Las cataratas en la edad pediátrica siguen siendo un reto para el oftalmólogo. El diagnóstico muchas veces se hace tarde y en la exploración no contamos siempre con la buena colaboración del paciente.

Las cataratas congénitas bilaterales son la causa más frecuente (entre el 5 y el 20%) de ceguera tratable en el niño1.

El pronóstico visual está relacionado con la edad del paciente en el momento del diagnóstico, la precocidad del tratamiento quirúrgico y la rehabilitación óptica, y el cumplimento en la rehabilitación de la ambliopía.

Diferencias entre la catarata pediátrica y la del adulto

La catarata en la edad pediátrica se diferencia de la del adulto básicamente por 2 factores: la ambliopía como factor intrínseco del niño y las características anatomofisiológicas del ojo en la edad infantil.

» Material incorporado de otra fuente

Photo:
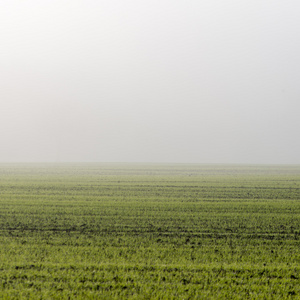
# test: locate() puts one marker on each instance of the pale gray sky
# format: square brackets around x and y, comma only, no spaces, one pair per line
[194,81]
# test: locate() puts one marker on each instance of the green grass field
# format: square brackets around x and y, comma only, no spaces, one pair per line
[133,231]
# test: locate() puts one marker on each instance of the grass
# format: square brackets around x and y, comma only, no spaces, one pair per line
[119,231]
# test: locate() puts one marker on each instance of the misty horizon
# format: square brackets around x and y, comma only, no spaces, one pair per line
[150,82]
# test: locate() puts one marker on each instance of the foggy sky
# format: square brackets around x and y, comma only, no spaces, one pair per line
[150,81]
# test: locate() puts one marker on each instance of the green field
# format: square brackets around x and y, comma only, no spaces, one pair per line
[133,231]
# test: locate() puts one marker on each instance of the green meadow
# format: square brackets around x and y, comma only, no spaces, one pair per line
[149,231]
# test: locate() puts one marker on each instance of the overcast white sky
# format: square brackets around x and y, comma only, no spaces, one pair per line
[193,81]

El pronóstico visual está relacionado con la ambliopía ocasionada por la catarata. La ambliopía causada por la catarata dependerá de la edad de presentación de ésta (cuanto más precoz más ambliopía), de la morfología de la catarata, tanto del tipo como de la densidad (por ejemplo, las cataratas lamelares, típicas de la edad infantil, tienen mejor pronóstico que las subcapsulares posteriores) y de la lateralidad (así sabemos que las cataratas unilaterales son mucho más ambliopizantes que las bilaterales).

Además, el ojo del niño tiene unas características anatomofisiológicas que lo hacen diferente y son:

— El crecimiento del ojo después del implante de una lente intraocular (LIO) resulta en un crecimiento refractivo miópico (myopic shift).

— La opacificación de la cápsula posterior del cristalino después del implante de la LIO, y que en el niño ocurre en el 100% de los casos.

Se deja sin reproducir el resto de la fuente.